B.C. paramedics say 75% of calls now relate to coronavirus

The spike in such calls has forced paramedics to be more diligent in their use of personal protective equipment, also known as PPE.

The union representing B.C.’s paramedics says three-quarters of 911 calls coming in to ambulance dispatchers are related to suspicions of COVID-19, which can potentially lead to a delay in response to more urgent calls.

Troy Clifford, president of the Ambulance Paramedics of BC, says 75 per cent of calls at present are related to the coronavirus or flu-like symptoms.

The organization says fears over COVID-19 are understandable, but calls that don’t require emergency care or hospitalization can tie up emergency crews.

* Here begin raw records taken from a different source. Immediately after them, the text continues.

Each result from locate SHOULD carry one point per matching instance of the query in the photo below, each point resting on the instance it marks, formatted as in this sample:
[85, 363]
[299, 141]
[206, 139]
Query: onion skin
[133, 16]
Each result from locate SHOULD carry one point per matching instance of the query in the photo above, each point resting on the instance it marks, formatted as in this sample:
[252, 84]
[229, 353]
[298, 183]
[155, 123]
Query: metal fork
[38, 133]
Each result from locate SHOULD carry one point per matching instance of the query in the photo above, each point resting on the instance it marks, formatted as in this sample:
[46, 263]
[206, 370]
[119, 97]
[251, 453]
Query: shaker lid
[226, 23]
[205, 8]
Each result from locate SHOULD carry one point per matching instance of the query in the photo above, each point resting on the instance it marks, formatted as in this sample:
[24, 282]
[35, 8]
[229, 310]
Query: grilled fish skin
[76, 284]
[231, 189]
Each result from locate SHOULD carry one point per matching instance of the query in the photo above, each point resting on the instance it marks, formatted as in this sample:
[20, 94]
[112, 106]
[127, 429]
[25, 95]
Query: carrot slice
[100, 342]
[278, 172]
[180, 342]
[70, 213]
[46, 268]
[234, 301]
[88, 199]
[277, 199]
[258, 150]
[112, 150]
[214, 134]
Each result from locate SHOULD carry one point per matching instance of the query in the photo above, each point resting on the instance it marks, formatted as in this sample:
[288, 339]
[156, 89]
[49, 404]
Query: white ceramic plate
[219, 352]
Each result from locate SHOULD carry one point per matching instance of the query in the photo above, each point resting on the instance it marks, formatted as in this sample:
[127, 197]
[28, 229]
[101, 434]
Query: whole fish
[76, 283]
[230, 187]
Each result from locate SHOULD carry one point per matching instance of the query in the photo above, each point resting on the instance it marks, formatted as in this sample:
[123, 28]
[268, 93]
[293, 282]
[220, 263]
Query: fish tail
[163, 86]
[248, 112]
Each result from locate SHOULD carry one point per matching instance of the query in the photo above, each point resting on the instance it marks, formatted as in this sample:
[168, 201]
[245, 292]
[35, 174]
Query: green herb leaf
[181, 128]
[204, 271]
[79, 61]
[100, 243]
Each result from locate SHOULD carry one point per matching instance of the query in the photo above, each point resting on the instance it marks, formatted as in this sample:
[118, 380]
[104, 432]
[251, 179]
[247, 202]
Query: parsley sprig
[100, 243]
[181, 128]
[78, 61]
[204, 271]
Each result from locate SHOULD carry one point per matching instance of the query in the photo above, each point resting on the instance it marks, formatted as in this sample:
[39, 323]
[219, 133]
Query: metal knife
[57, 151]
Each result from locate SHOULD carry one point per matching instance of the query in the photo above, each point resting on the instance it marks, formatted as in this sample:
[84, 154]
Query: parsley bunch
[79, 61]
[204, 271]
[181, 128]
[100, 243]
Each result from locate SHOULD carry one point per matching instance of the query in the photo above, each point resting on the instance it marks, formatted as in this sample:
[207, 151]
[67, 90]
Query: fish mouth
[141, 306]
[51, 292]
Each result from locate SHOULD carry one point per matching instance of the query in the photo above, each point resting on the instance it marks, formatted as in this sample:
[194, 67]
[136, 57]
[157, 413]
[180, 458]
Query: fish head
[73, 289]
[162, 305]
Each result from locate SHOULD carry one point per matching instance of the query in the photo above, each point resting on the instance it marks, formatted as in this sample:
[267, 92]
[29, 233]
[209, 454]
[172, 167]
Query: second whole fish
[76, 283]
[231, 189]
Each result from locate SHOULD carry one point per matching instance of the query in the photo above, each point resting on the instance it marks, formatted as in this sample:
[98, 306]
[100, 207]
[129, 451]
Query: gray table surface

The spike in such calls has forced paramedics to be more diligent in their use of personal protective equipment, also known as PPE.

“When we’re doing regular ambulance calls, our paramedics are responding … using basic PPE,” Clifford says. “We are now seeing the we have had to gown up and be in full protective equipment, which adds extra stress.”

Governments and health officials are advising people that if they believe they may have COVID-19 but are not in distress, they should self-isolate at home, and call 811 or their doctor.

Paramedics also say that more callers who have a genuine emergency are refusing to be taken to hospital out of fear of COVID-19.

Dispatchers have noticed a drop in other calls such as car crashes, falls, assaults, and workplace incidents, possibly because so many people are staying home.

BC Emergency Health Services says it’s been receiving several hundred COVID-19 calls a day on top of the normal daily call volume of about 1,400 medical emergency calls.
 
The organization is reminding the public not to call 911 unless they are experiencing a medical emergency.